The Lynch filing may eventually become moot because Attorney General-Elect Peter Kilmartin, who takes office in the new year, has said he would drop the appeal.
No second chance
As a champion of renewable energy, the CLF supported the first, rejected power agreement. However, the environmental group considers the route the Legislature took to bring the wind farm back before the PUC to be a threat to the future of renewables in the state.

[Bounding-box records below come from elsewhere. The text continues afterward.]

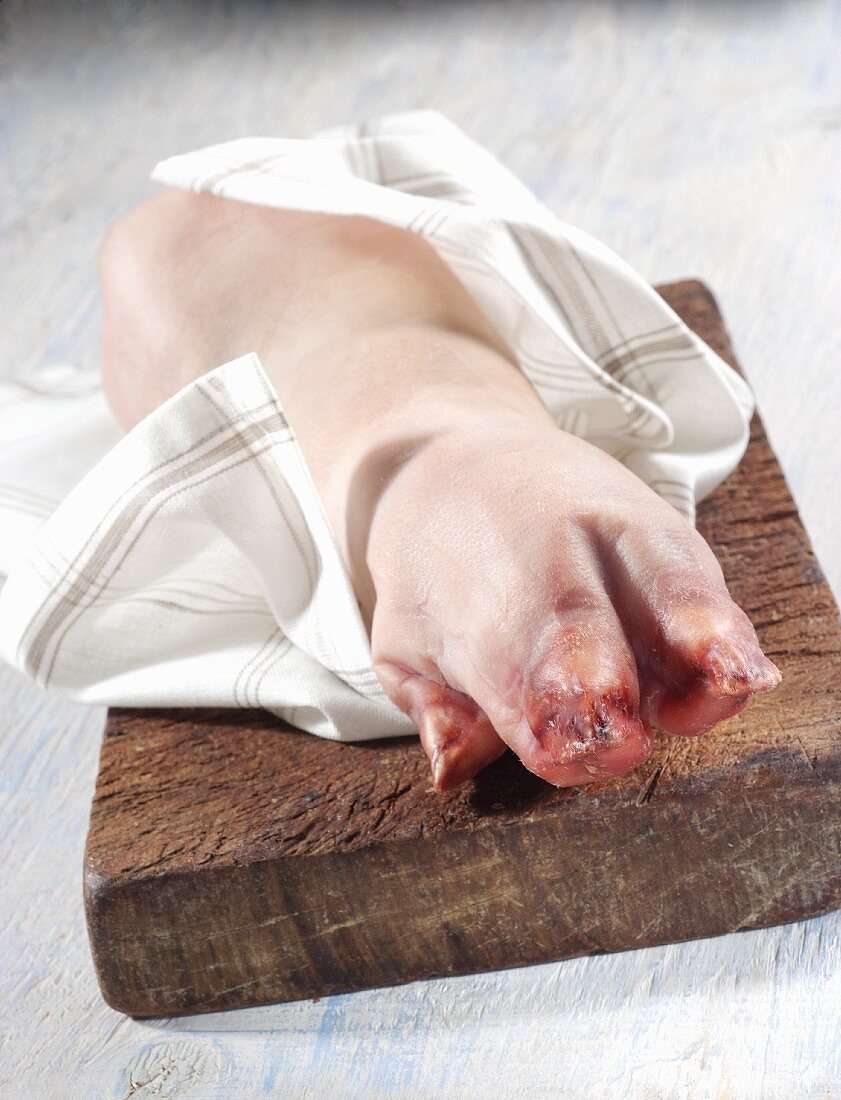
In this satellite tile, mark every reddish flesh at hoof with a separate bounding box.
[377,662,506,791]
[416,692,506,791]
[501,605,652,787]
[518,692,652,787]
[642,613,782,737]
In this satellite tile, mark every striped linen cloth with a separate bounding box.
[0,111,753,740]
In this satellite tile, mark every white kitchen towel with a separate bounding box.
[0,111,753,740]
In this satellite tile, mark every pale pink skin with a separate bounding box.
[100,191,779,791]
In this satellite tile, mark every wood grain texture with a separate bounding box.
[0,0,841,1100]
[85,282,841,1016]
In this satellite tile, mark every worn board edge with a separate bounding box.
[86,281,841,1016]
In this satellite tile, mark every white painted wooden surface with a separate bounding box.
[0,0,841,1100]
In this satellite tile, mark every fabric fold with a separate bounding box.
[0,111,753,740]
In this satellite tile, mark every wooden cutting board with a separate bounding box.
[85,282,841,1016]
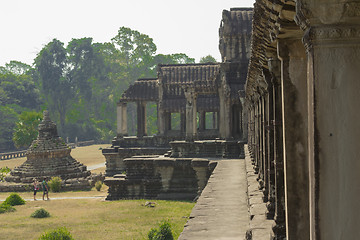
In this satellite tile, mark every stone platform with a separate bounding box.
[179,159,249,240]
[104,156,216,200]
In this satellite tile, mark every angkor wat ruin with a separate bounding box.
[104,0,360,240]
[103,8,252,200]
[0,111,91,191]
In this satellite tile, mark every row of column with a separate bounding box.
[117,99,218,140]
[248,39,309,239]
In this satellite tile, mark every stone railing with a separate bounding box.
[0,150,26,160]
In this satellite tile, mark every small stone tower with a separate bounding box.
[6,111,90,183]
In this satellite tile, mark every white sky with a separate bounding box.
[0,0,255,66]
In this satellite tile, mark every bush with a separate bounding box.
[30,208,50,218]
[49,177,61,192]
[0,203,16,214]
[3,193,25,206]
[39,227,74,240]
[95,181,102,191]
[148,221,174,240]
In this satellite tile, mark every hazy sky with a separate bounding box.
[0,0,255,66]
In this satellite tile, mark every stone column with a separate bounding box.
[270,59,286,240]
[263,69,275,219]
[297,0,360,240]
[158,103,166,136]
[137,101,147,137]
[164,112,171,132]
[212,112,218,129]
[116,102,128,137]
[180,112,186,136]
[185,88,197,141]
[277,39,310,240]
[199,111,206,131]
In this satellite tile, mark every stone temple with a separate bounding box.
[5,111,90,186]
[103,8,252,200]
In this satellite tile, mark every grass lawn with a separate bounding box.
[0,144,195,240]
[0,194,194,240]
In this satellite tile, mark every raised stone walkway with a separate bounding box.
[179,159,250,240]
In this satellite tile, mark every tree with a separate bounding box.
[35,39,73,131]
[13,111,42,148]
[200,55,216,63]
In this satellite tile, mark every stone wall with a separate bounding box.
[104,156,216,200]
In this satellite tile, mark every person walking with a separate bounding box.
[33,178,39,201]
[41,178,49,200]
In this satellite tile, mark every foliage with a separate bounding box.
[0,167,11,182]
[13,111,42,148]
[48,177,61,192]
[39,227,74,240]
[3,193,25,206]
[35,39,69,133]
[148,221,174,240]
[0,27,195,151]
[0,203,16,214]
[200,55,216,63]
[30,208,50,218]
[95,181,103,191]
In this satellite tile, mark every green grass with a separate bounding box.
[0,196,194,240]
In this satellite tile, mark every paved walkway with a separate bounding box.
[179,159,249,240]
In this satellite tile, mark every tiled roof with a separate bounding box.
[158,63,220,87]
[121,78,159,101]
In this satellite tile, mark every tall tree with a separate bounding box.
[35,39,73,131]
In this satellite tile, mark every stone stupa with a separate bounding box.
[6,111,91,183]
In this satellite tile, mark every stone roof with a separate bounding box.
[121,78,159,101]
[158,63,220,87]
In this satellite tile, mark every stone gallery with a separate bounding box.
[103,8,252,200]
[246,0,360,240]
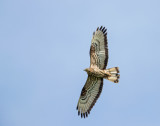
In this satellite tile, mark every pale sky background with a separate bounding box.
[0,0,160,126]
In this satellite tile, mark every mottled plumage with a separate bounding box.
[77,26,119,118]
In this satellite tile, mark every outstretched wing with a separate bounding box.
[77,75,103,118]
[90,26,108,70]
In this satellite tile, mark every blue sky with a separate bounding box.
[0,0,160,126]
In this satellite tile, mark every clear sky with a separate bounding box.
[0,0,160,126]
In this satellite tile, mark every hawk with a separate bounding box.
[77,26,120,118]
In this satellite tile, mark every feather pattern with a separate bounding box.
[77,75,103,118]
[90,26,108,70]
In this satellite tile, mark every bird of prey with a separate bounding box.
[77,26,120,118]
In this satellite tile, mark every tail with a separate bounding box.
[105,67,120,83]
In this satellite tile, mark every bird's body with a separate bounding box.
[77,26,120,118]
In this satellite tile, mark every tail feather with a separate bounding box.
[105,67,120,83]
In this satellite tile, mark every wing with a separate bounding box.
[77,75,103,118]
[90,26,108,69]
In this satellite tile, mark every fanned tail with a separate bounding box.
[105,67,120,83]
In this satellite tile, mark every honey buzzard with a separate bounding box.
[77,26,120,118]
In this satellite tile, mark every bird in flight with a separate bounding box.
[77,26,120,118]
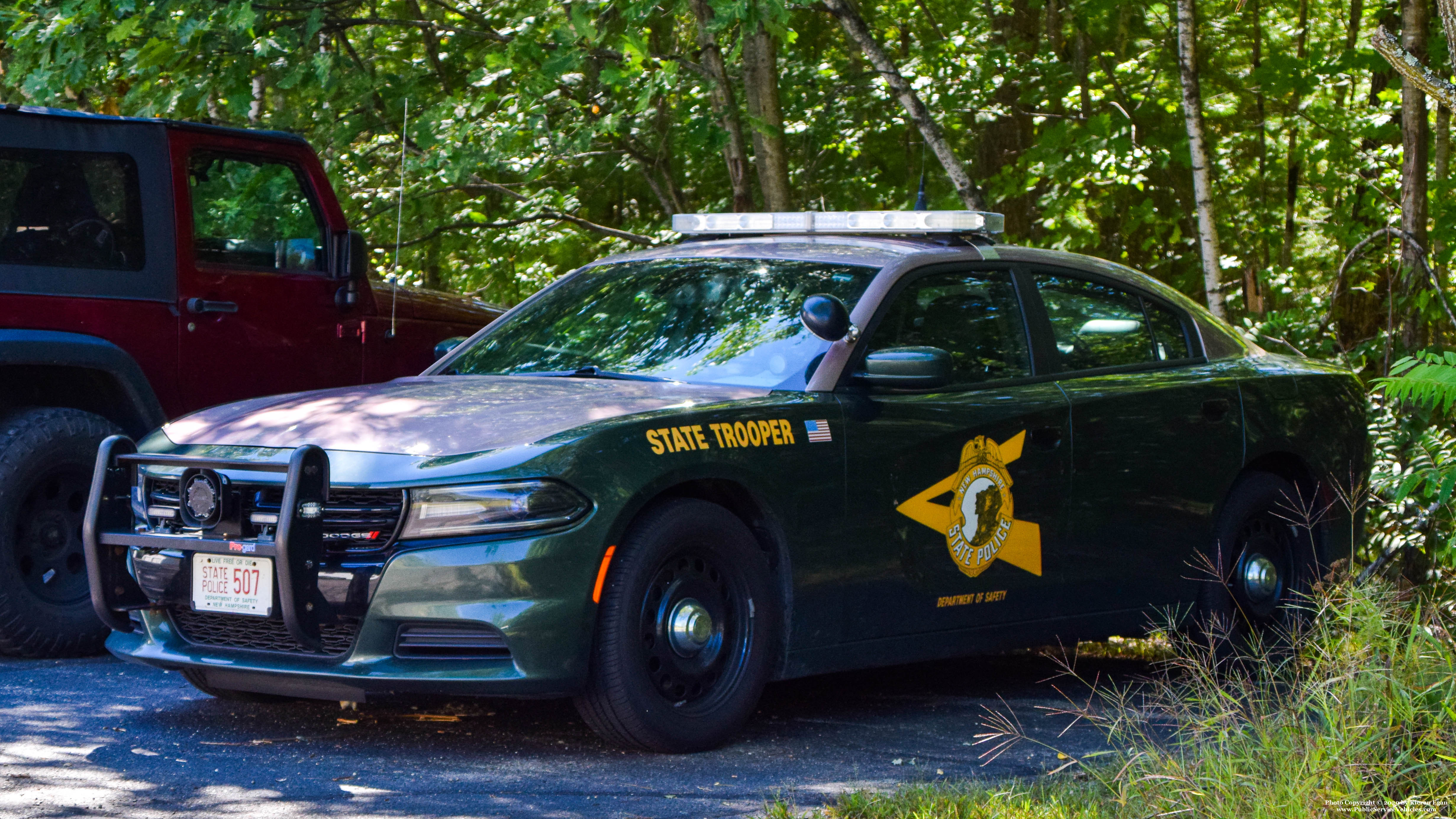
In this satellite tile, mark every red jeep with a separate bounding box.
[0,105,501,657]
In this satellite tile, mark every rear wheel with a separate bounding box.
[0,407,121,657]
[577,498,779,753]
[1197,472,1318,652]
[182,669,296,705]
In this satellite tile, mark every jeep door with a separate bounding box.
[841,262,1070,650]
[172,131,362,408]
[1032,268,1244,615]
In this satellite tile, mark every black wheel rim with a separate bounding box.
[12,466,90,606]
[639,549,751,711]
[1229,512,1294,622]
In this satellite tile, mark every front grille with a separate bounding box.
[395,624,511,660]
[147,478,405,557]
[169,608,359,657]
[243,485,405,555]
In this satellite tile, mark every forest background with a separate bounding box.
[0,0,1456,570]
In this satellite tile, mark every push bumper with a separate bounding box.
[84,439,600,701]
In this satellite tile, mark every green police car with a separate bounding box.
[83,211,1367,752]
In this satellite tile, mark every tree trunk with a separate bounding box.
[1278,0,1309,267]
[743,23,794,211]
[689,0,753,213]
[248,74,268,125]
[1178,0,1225,319]
[1401,0,1430,281]
[827,0,984,210]
[1072,26,1092,120]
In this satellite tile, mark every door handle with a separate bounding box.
[186,299,237,313]
[1031,427,1061,452]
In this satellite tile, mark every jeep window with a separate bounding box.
[0,149,146,270]
[188,151,325,273]
[454,258,878,389]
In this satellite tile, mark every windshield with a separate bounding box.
[453,258,878,389]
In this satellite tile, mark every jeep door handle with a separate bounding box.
[186,299,237,313]
[1031,427,1061,452]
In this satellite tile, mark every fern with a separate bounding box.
[1374,351,1456,412]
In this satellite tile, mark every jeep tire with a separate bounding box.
[0,407,121,657]
[577,498,781,753]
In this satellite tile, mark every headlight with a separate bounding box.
[399,481,591,538]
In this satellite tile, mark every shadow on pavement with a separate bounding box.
[0,654,1147,819]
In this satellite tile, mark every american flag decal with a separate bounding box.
[804,420,834,443]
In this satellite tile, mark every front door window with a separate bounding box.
[188,151,325,273]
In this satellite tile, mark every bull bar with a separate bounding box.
[82,436,335,654]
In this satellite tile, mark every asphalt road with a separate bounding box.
[0,654,1146,819]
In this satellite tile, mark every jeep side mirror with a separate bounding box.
[855,347,951,389]
[329,230,368,281]
[799,293,855,341]
[329,230,368,307]
[435,335,465,361]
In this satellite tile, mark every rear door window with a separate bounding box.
[868,271,1031,389]
[0,149,146,270]
[1034,274,1188,372]
[188,151,325,273]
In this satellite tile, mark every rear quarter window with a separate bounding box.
[0,149,146,270]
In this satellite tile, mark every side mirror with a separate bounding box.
[435,335,465,361]
[799,293,857,341]
[329,230,368,309]
[329,230,368,281]
[855,347,951,389]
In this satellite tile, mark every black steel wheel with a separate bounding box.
[577,498,781,753]
[10,463,90,606]
[0,407,121,657]
[1197,472,1319,652]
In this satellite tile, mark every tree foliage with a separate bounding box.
[0,0,1453,339]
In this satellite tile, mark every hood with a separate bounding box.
[162,376,769,458]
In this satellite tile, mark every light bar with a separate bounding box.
[673,210,1006,233]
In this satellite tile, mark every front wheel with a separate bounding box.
[0,407,121,657]
[1197,472,1318,653]
[577,498,781,753]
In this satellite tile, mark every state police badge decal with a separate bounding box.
[945,436,1015,577]
[895,430,1041,577]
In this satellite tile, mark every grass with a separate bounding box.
[767,580,1456,819]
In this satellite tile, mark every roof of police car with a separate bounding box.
[587,233,1195,306]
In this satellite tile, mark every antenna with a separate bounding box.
[386,96,409,338]
[914,140,931,210]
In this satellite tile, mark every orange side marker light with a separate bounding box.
[591,546,617,603]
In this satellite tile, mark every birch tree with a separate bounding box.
[1178,0,1225,319]
[689,0,753,213]
[743,22,794,211]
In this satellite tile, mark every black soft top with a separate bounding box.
[0,104,309,144]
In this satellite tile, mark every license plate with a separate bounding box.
[192,552,272,616]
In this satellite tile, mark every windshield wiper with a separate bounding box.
[511,364,673,380]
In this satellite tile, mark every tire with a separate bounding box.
[575,498,781,753]
[0,407,121,657]
[1195,472,1319,656]
[182,669,297,705]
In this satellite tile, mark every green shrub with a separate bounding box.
[769,578,1456,819]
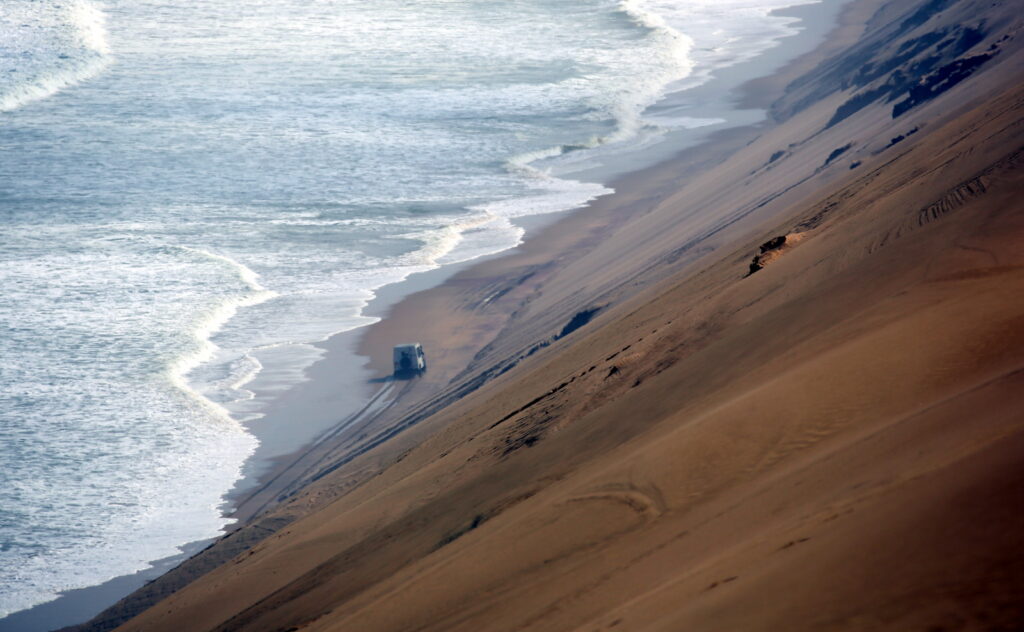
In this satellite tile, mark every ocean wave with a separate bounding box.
[0,0,114,112]
[168,246,279,425]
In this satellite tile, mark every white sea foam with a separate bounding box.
[168,246,279,423]
[0,0,114,112]
[0,0,827,614]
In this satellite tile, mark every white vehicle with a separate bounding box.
[393,342,427,377]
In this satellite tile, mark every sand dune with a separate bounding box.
[68,0,1024,632]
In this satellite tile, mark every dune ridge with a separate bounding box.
[72,0,1024,631]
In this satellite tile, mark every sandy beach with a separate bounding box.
[40,0,1024,631]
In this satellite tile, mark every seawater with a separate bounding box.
[0,0,807,617]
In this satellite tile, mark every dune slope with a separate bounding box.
[88,0,1024,632]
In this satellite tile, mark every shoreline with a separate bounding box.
[51,0,1024,632]
[0,0,851,632]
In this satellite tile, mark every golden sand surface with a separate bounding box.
[72,0,1024,632]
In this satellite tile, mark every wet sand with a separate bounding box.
[48,0,1024,630]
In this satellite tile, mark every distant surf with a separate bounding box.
[0,0,114,112]
[0,0,819,617]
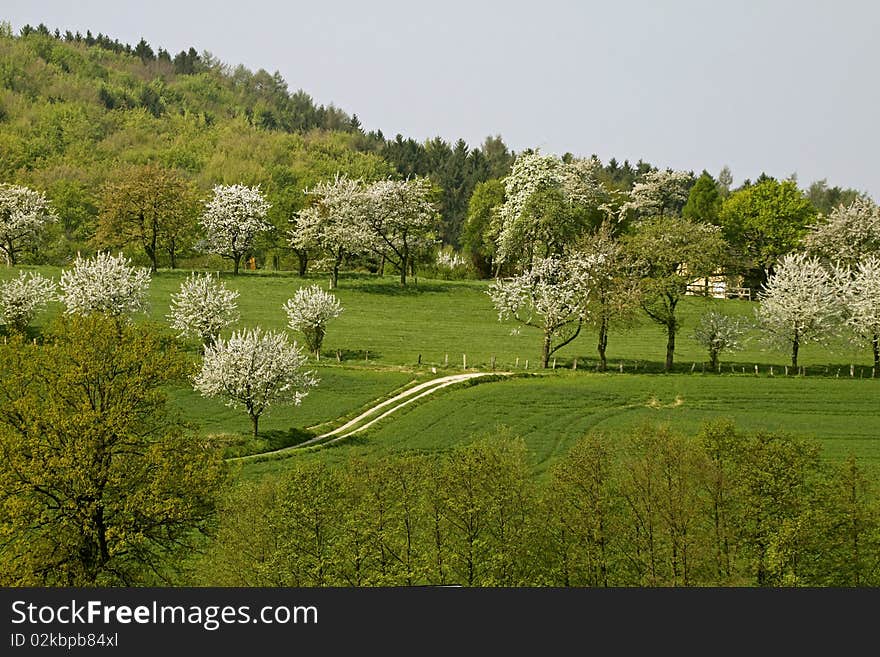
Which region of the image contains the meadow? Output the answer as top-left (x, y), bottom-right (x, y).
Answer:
top-left (0, 267), bottom-right (880, 476)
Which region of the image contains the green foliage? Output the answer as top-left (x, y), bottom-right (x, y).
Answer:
top-left (719, 178), bottom-right (817, 288)
top-left (197, 420), bottom-right (880, 587)
top-left (681, 171), bottom-right (721, 224)
top-left (0, 316), bottom-right (222, 586)
top-left (461, 178), bottom-right (504, 278)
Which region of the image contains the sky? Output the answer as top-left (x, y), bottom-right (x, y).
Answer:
top-left (6, 0), bottom-right (880, 200)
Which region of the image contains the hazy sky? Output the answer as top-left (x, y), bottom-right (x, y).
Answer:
top-left (6, 0), bottom-right (880, 200)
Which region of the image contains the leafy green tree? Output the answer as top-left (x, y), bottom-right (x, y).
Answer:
top-left (0, 315), bottom-right (223, 586)
top-left (545, 434), bottom-right (619, 586)
top-left (681, 171), bottom-right (721, 225)
top-left (623, 216), bottom-right (725, 372)
top-left (719, 178), bottom-right (816, 288)
top-left (461, 178), bottom-right (504, 278)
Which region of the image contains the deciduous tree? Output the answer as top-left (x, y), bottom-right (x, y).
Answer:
top-left (756, 253), bottom-right (843, 368)
top-left (0, 315), bottom-right (223, 586)
top-left (193, 327), bottom-right (318, 438)
top-left (0, 183), bottom-right (58, 265)
top-left (200, 185), bottom-right (272, 275)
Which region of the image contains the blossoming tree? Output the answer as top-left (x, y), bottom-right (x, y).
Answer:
top-left (0, 272), bottom-right (57, 333)
top-left (168, 273), bottom-right (239, 347)
top-left (193, 327), bottom-right (318, 438)
top-left (839, 256), bottom-right (880, 369)
top-left (756, 253), bottom-right (843, 368)
top-left (284, 285), bottom-right (342, 356)
top-left (290, 176), bottom-right (368, 289)
top-left (59, 253), bottom-right (150, 317)
top-left (0, 183), bottom-right (58, 265)
top-left (200, 185), bottom-right (273, 274)
top-left (804, 198), bottom-right (880, 265)
top-left (487, 254), bottom-right (595, 368)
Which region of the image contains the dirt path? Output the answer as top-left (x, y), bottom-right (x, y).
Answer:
top-left (228, 372), bottom-right (509, 461)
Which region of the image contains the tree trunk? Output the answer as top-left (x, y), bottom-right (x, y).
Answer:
top-left (598, 317), bottom-right (608, 372)
top-left (330, 257), bottom-right (339, 290)
top-left (541, 331), bottom-right (551, 370)
top-left (664, 322), bottom-right (675, 372)
top-left (296, 249), bottom-right (309, 276)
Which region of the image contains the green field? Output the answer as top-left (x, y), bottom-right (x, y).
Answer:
top-left (0, 267), bottom-right (880, 475)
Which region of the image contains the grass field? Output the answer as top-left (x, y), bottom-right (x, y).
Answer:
top-left (0, 267), bottom-right (880, 475)
top-left (244, 372), bottom-right (880, 476)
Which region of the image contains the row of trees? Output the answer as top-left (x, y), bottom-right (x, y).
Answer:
top-left (482, 153), bottom-right (880, 371)
top-left (196, 421), bottom-right (880, 587)
top-left (0, 253), bottom-right (342, 437)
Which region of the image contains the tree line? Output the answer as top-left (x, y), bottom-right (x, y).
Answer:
top-left (194, 420), bottom-right (880, 587)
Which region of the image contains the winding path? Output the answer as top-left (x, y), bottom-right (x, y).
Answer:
top-left (227, 372), bottom-right (510, 461)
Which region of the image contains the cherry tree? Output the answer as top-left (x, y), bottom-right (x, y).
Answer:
top-left (193, 327), bottom-right (318, 438)
top-left (486, 254), bottom-right (596, 368)
top-left (0, 183), bottom-right (58, 265)
top-left (290, 175), bottom-right (370, 289)
top-left (0, 272), bottom-right (57, 333)
top-left (577, 220), bottom-right (641, 372)
top-left (200, 185), bottom-right (273, 274)
top-left (59, 253), bottom-right (150, 317)
top-left (804, 197), bottom-right (880, 265)
top-left (497, 152), bottom-right (607, 267)
top-left (756, 253), bottom-right (843, 368)
top-left (355, 178), bottom-right (437, 286)
top-left (838, 256), bottom-right (880, 369)
top-left (168, 272), bottom-right (239, 347)
top-left (284, 285), bottom-right (342, 356)
top-left (691, 310), bottom-right (746, 371)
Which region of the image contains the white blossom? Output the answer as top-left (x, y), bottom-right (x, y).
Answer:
top-left (487, 254), bottom-right (596, 367)
top-left (757, 253), bottom-right (843, 367)
top-left (290, 175), bottom-right (372, 288)
top-left (0, 183), bottom-right (58, 265)
top-left (496, 151), bottom-right (608, 262)
top-left (193, 327), bottom-right (318, 437)
top-left (167, 273), bottom-right (239, 345)
top-left (0, 272), bottom-right (57, 333)
top-left (804, 197), bottom-right (880, 265)
top-left (59, 253), bottom-right (150, 316)
top-left (199, 185), bottom-right (273, 274)
top-left (838, 256), bottom-right (880, 367)
top-left (284, 285), bottom-right (342, 353)
top-left (691, 310), bottom-right (746, 369)
top-left (359, 178), bottom-right (437, 285)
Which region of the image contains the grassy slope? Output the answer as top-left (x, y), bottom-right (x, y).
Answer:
top-left (0, 268), bottom-right (880, 473)
top-left (239, 372), bottom-right (880, 476)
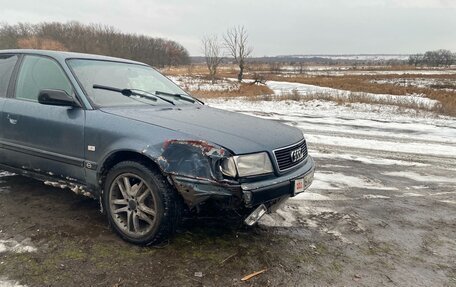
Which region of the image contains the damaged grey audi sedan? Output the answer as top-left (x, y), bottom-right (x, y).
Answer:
top-left (0, 50), bottom-right (315, 245)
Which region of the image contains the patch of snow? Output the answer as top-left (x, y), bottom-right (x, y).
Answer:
top-left (309, 171), bottom-right (397, 190)
top-left (306, 134), bottom-right (456, 157)
top-left (266, 81), bottom-right (441, 109)
top-left (311, 151), bottom-right (429, 167)
top-left (0, 171), bottom-right (16, 177)
top-left (383, 171), bottom-right (456, 182)
top-left (168, 76), bottom-right (239, 91)
top-left (0, 277), bottom-right (26, 287)
top-left (291, 192), bottom-right (331, 201)
top-left (0, 239), bottom-right (37, 253)
top-left (363, 194), bottom-right (391, 199)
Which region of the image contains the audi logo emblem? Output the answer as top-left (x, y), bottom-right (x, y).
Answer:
top-left (290, 148), bottom-right (304, 162)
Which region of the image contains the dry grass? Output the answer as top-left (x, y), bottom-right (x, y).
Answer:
top-left (188, 83), bottom-right (274, 98)
top-left (162, 64), bottom-right (456, 115)
top-left (253, 91), bottom-right (442, 112)
top-left (268, 75), bottom-right (456, 115)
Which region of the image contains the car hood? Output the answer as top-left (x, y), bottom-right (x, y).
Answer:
top-left (101, 105), bottom-right (303, 154)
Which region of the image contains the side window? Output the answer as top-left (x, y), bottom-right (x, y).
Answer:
top-left (0, 55), bottom-right (18, 98)
top-left (16, 56), bottom-right (72, 101)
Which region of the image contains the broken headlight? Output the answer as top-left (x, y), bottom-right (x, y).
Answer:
top-left (220, 152), bottom-right (273, 177)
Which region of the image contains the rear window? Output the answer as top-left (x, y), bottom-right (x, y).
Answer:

“CLF supports renewable energy in general, and especially supports offshore wind for Block Island,” said CLF attorney Jerry Elmer. “But renewable energy is so important for our state that it must be done right – with fair rules, known in advance, that apply to all renewable energy developers equally. The Deepwater contract in this case was a backroom deal that benefits one developer only but does not help us get a strong renewable energy future.”
In making its res judicata argument, CLF goes to great length to illustrate that the two versions of the Power Purchase Agreement – the one rejected and the one eventually approved – were in most respects identical (down to punctuation errors and missing law citations).
However, CLF does point to a notable change in the second contract: “under the new agreement, no party is obligated to build a cable to Block Island Island, and the cable may not be built at all.”
Toray and Polytop also allude to this change: “the [modified contract] specifically provides that neither National Grid nor Deepwater are obligated in any way” to construct, own or operate a transmission cable.
The CLF then argues that “quasi-judicial decisions are final and conclusive, appealable only to a higher court; such decisions are not reversible by legislative fiat.”
Both the CLF and Lynch maintain that, as a quasi-judicial entity, the PUC enjoys the same separation of powers protection as the courts.
For their arguments, Toray and Polytop cite the state law that says the PUC exists to “safeguard… the public and protect… the public against improper and unreasonable rates, tolls and charges…” With above-market costs of up to $390 million dollars, they argue, the contract is “not good for Rhode Island…. By approving this uneconomic and commercially unreasonable PPA, the commission majority violated its statutory purpose and failed to protect the public against unreasonable electric charges.”
They compare the power prices of two other offshore wind farms – the operating Alpha Ventus farm in Germany (16.9 cents per-kWh), and the Cape Wind project proposed for Nantucket Sound (18.7 cents per kWh). The Block Island wind farm, the two companies argue, “appears to be the most expensive offshore wind project in the world. This is not commercially reasonable pricing and the PPA should have been rejected.”
During hearings last spring, the PUC pointed again and again to the difficulty in determining whether the Deepwater/Grid price was “reasonable” given the dearth of comparable projects. Alpha Ventus is closer to supply chains in Europe and is also subsidized by the state; and the 130-turbine Cape Wind farm, by virtue of economies of scale, would cost less than the 8-turbine Block Island project.
The briefs from Deepwater, National Grid and political intervenors are due January 13; reply briefs are due February 3, 2011. Oral arguments are expected to be scheduled in the Spring. Deepwater has asked for an expedited hearing as federal tax incentives end the last day of 2012.